Health Secretary Jeremy Hunt said: "We live in a 24/7 society, and we need GPs to find new ways of working so they can offer appointments at times that suit hard-working people. Cutting-edge GP practices here in Manchester are leading the way, and we want many more patients across the country to benefit."
The Royal College of GPs said doctors were keen to do more, but were already struggling with their workload. Shadow health secretary Andy Burnham said: "Under the Tories, hundreds of GP surgeries are shutting their doors earlier after David Cameron scrapped Labour's successful extended opening scheme. Patients are also finding it harder to get appointments, and turning to A&E instead, after he removed Labour's guarantee of an appointment within 48 hours."

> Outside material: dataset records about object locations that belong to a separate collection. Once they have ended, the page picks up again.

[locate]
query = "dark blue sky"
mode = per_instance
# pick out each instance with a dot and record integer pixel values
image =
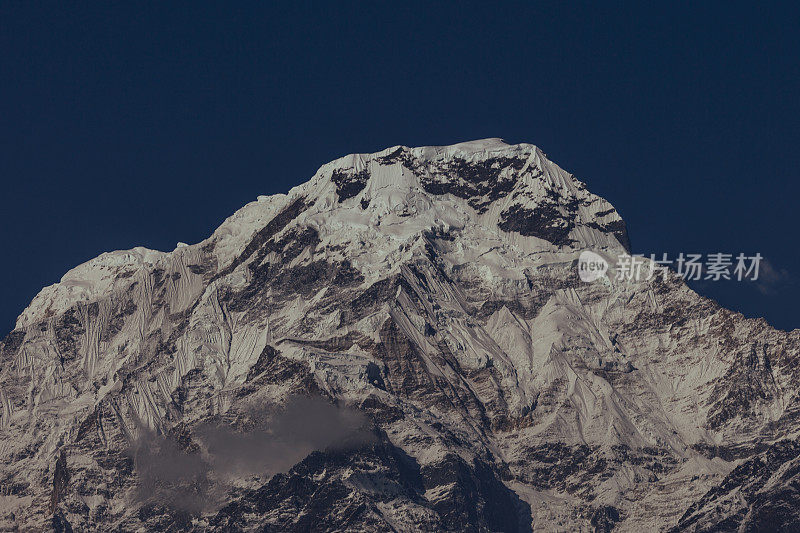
(125, 124)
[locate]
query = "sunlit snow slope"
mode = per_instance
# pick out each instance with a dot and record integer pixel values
(433, 293)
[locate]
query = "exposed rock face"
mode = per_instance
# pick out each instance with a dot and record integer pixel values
(432, 294)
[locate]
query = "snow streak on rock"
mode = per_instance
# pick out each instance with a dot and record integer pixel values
(457, 374)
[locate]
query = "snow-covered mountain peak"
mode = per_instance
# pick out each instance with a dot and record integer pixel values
(434, 291)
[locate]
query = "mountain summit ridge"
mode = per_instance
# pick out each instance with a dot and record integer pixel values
(431, 294)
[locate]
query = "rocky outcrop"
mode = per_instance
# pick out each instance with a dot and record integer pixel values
(462, 377)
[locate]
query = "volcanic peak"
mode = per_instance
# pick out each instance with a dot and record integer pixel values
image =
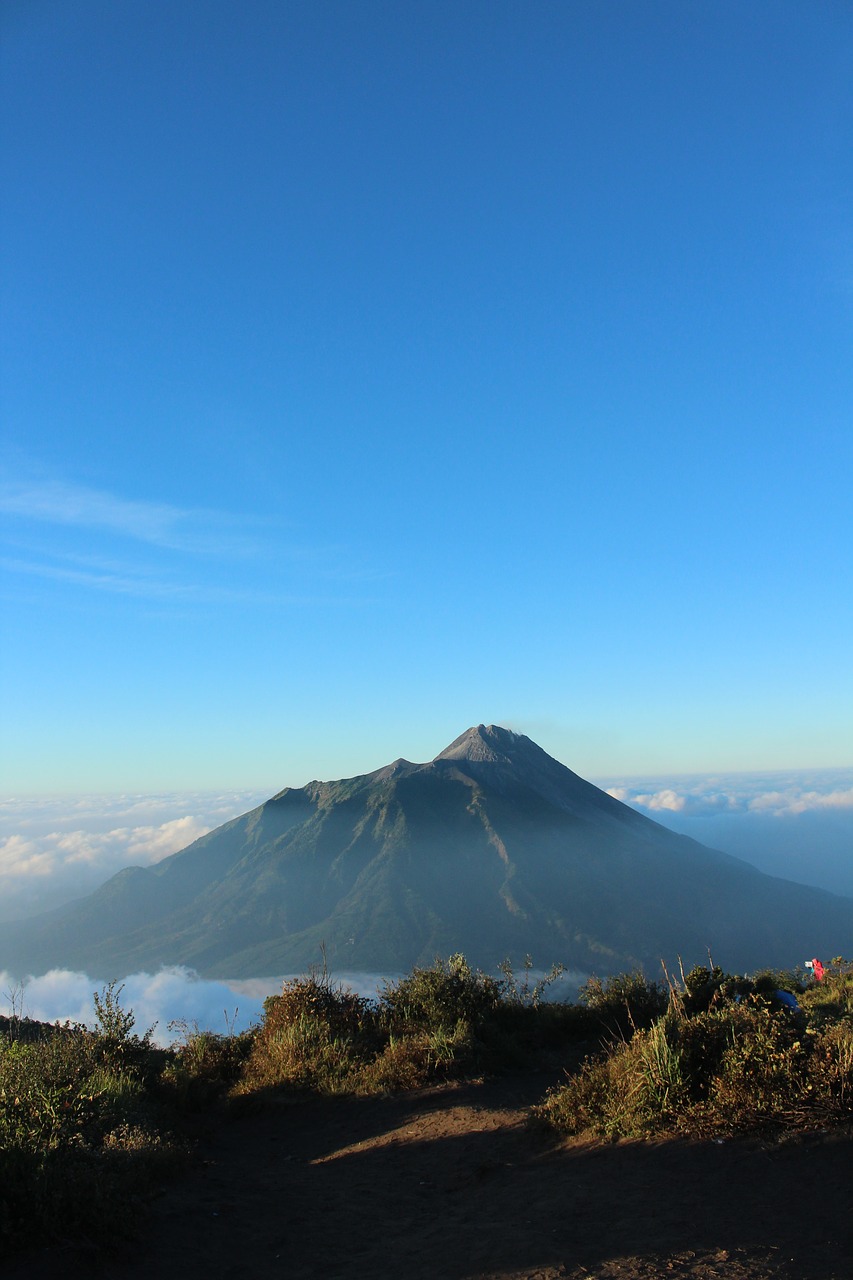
(484, 743)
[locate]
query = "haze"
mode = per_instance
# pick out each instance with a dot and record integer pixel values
(372, 370)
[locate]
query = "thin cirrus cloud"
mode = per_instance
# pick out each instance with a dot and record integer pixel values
(90, 539)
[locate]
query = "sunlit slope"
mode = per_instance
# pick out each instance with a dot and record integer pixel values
(493, 849)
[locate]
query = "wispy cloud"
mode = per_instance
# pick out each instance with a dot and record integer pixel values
(55, 502)
(89, 539)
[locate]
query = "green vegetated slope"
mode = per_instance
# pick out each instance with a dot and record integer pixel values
(493, 849)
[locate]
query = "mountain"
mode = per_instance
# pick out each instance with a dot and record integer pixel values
(493, 849)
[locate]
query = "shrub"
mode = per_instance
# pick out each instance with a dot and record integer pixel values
(743, 1063)
(624, 1004)
(78, 1129)
(442, 996)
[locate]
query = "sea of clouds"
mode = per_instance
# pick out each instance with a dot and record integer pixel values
(55, 849)
(797, 824)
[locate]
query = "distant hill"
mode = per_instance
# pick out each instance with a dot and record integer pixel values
(493, 849)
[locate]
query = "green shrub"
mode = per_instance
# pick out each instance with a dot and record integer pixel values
(742, 1063)
(623, 1004)
(442, 996)
(78, 1130)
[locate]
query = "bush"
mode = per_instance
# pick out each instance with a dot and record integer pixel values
(78, 1133)
(739, 1063)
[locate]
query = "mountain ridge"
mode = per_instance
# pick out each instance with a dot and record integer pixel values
(492, 848)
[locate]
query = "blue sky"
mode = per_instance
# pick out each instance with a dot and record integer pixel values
(372, 370)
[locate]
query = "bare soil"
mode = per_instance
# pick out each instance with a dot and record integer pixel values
(452, 1182)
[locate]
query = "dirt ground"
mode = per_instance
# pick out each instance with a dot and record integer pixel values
(454, 1183)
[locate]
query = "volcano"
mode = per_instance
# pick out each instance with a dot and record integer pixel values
(493, 849)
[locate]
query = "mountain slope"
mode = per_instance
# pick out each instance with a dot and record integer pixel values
(493, 849)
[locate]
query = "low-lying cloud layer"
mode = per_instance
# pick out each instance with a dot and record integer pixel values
(798, 826)
(55, 849)
(176, 1001)
(771, 794)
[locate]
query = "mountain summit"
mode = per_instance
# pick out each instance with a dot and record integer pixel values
(493, 848)
(487, 743)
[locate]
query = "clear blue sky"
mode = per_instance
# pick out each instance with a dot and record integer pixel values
(372, 370)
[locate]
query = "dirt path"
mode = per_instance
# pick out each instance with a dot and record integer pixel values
(452, 1183)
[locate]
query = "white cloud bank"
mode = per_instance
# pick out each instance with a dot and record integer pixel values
(798, 826)
(156, 1000)
(774, 795)
(55, 849)
(176, 1000)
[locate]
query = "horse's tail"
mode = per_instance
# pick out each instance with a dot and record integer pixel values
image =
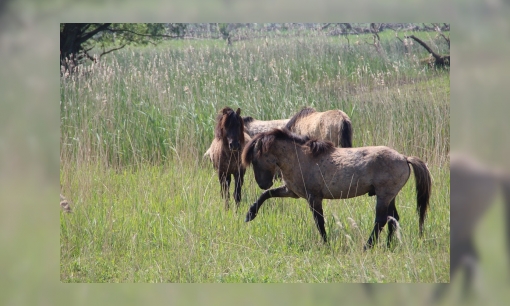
(423, 187)
(346, 132)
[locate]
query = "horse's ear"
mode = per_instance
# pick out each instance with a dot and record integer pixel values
(258, 145)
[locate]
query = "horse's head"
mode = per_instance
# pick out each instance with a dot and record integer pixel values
(264, 163)
(230, 128)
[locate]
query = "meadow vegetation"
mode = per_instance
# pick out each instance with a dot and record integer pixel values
(147, 206)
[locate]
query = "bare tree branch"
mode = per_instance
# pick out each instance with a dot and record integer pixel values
(144, 35)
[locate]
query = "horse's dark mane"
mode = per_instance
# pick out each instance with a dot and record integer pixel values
(247, 119)
(225, 115)
(313, 146)
(301, 114)
(317, 147)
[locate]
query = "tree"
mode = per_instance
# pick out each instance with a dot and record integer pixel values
(78, 39)
(436, 59)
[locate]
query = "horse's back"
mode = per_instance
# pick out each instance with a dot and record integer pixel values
(255, 127)
(322, 125)
(376, 169)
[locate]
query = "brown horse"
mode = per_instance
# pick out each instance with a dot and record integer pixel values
(332, 125)
(316, 170)
(225, 151)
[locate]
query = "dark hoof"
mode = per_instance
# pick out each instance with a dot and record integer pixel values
(249, 216)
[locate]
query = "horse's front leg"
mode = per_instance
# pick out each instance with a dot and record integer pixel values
(315, 204)
(225, 185)
(280, 192)
(381, 217)
(238, 183)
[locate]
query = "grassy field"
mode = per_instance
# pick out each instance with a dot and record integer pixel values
(147, 207)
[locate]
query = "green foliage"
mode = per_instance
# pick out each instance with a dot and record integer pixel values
(147, 207)
(129, 33)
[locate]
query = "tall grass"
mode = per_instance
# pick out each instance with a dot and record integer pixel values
(147, 208)
(144, 105)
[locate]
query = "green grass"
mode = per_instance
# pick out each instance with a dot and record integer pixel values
(147, 208)
(169, 225)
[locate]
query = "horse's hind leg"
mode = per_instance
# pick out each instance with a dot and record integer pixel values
(238, 183)
(392, 224)
(318, 215)
(225, 185)
(381, 217)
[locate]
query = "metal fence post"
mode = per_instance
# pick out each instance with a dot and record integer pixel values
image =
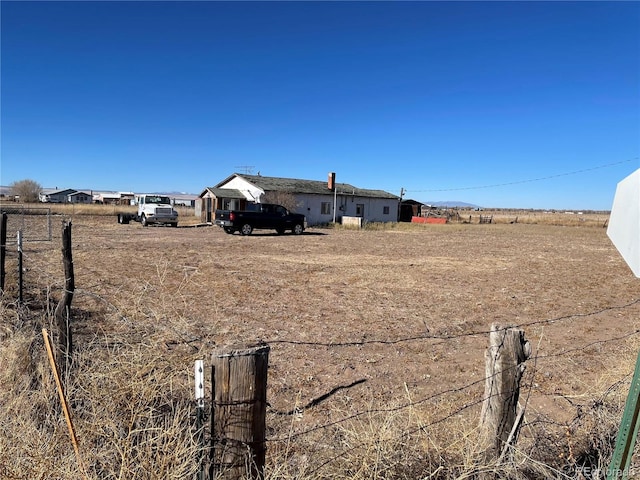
(19, 239)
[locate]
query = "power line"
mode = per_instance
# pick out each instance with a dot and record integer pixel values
(518, 182)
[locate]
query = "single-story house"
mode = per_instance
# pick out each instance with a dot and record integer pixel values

He added: "So I sincerely hope Jeremy Hunt isn't expecting applause on GP hours, given how they have taken the NHS backwards from the position they inherited from Labour. An apology for the inconvenience they have caused to millions would be more appropriate. I also hope he won't claim that this will solve David Cameron's A&E crisis. It is the collapse of social care that is driving vulnerable, older people into hospital in ever greater numbers and this is the crisis they continue to neglect."